Light-sensitive compounds enable photostimulation of neurons. (a) Caged glutamate acts on native glutamate receptors after it is uncaged by a pulse of UV light. (b) GluAzo is a reversibly caged neurotransmitter acting on native glutamate receptors when photoisomerized to the active trans configuration. (c) Caged ATP acts on nonnative P2X₂ receptors that can be expressed in invertebrate neurons that lack ATP receptors and do not use ATP as a transmitter. (d) The cis form of maleimide-azobenzene-quaternary ammonium (MAQ), when coupled to an engineered Shaker K⁺ channel, silences neuronal activity by unblocking the pore, a process that is reversed when photoisomerized to the trans form. (e) Maleimide-azobenzene-glutamate (MAG) attaches covalently to an introduced cysteine in glutamate receptors and activates them when it is photoisomerized to the active isoform. Depending on the attachment site, activation is by either cis or trans MAG. MAG0 is the shortest of three different versions of MAG. (f) Retinal-coupled proteins like channelrhodopsin and halorhodopsin become activated when all-trans retinal is converted to 13-cis retinal (at wavelengths dictated by the specific interactions between the chromophore and protein) and then relax to the inactive state in the dark.
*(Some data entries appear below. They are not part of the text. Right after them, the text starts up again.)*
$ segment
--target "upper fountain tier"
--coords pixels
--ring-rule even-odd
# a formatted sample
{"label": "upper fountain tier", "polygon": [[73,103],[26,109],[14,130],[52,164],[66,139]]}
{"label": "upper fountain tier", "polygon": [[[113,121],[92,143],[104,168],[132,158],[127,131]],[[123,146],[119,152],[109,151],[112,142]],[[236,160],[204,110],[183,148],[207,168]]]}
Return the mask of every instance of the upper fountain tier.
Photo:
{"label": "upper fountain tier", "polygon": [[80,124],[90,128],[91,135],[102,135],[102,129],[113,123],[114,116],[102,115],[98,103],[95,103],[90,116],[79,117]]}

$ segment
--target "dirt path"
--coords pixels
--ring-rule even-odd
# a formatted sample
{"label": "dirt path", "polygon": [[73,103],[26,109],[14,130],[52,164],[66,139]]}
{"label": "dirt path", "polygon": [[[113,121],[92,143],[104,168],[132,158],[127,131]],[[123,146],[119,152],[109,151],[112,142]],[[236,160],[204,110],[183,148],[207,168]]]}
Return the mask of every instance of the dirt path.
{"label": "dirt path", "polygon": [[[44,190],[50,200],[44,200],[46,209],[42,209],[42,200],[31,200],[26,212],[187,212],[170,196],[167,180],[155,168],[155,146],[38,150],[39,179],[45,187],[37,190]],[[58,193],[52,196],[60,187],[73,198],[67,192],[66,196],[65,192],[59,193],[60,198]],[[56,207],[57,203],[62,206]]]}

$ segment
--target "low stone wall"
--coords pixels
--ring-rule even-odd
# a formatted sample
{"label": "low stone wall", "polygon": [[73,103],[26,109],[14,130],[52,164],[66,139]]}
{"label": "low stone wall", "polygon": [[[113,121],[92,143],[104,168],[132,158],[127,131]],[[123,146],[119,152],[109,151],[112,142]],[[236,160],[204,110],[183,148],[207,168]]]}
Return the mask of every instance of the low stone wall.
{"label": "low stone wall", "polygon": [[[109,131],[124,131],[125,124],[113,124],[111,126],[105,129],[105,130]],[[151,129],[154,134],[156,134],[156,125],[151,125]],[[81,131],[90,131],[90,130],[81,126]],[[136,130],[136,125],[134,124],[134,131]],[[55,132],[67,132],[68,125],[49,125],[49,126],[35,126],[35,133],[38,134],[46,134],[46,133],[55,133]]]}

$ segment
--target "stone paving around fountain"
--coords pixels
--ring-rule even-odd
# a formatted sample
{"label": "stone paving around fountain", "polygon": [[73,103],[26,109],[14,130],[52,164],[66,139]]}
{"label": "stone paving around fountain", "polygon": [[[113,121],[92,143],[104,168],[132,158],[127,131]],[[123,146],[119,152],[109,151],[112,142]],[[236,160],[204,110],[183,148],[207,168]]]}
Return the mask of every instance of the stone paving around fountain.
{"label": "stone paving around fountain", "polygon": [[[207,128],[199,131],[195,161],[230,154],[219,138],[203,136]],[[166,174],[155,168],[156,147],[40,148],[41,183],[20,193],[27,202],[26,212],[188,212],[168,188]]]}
We thank Matthew Volgraf for drawing the chemical structures.

Figure 3

Photostimulation of neurons has additional genetic resolution when neurons are induced to be light sensitive by genetic targeting. (a) Photorelease of native neurotransmitters activates all the neurons and neuronal processes within the illumination region. (b) Photorelease of a nonnative transmitter activates only the neurons within the illumination region that are also expressing the exogenous transmitter receptor. This genetic specificity also exists for opsins and photoswitched tethered ligand-gated channels. Image modified after http://www.bris.ac.uk/Depts/Synaptic/info/pathway/figs/hippocampus.gif

Figure 4

Genetic targeting of specific neural circuits enables optical gating of natural behaviors. In this example, generation of a courtship song involves wing vibrations and a complex behavior that engages many neural circuits. This neural activity can be recorded, and a subset of those neurons can then be stimulated to establish causation of the behavior using optogenetic stimulation (22).

Figure 5

Optogenetic strategies for photostimulation. (a) A fly learns that an odor is aversive when the odor is paired with optical activation of P2X₂ receptors in circumscribed dopaminergic neurons (21). (b) A zebrafish engages in a directed C-turn escape maneuver upon optical stimulation of LiGluR in defined sensory neurons (89). (c) A mouse wakes up when hypocretin neurons in the hypothalamus expressing channelrhodopsin are optically stimulated (1).

Figure 6

Some photostimulation methods allow activity to persist in the dark, enabling observation of behaviors that would otherwise be perturbed by constant illumination. (a) LiGluR remains activated (for tens of minutes) after brief exposure to ~380-nm light (34). The same is true of some ChR2 mutants, though for shorter times (12). (b) A hippocampal neuron expressing LiGluR fires action potentials when illuminated at 374 nm for 5 ms and then continues to fire in the dark until 488-nm light restores native activity. (c) Zebrafish naturally respond to a mechanical poke in the side by making a directed C-turn to escape the stimulus. (d) Illumination at ~380 nm followed by a long period of darkness induces a numbing of the escape reflex, which is then restored after exposure to ~500-nm light (79). (e) A focused optical poke with high-intensity 380 nm prevents light from entering the eyes and induces the same C-turn escape maneuver as in panel c (89).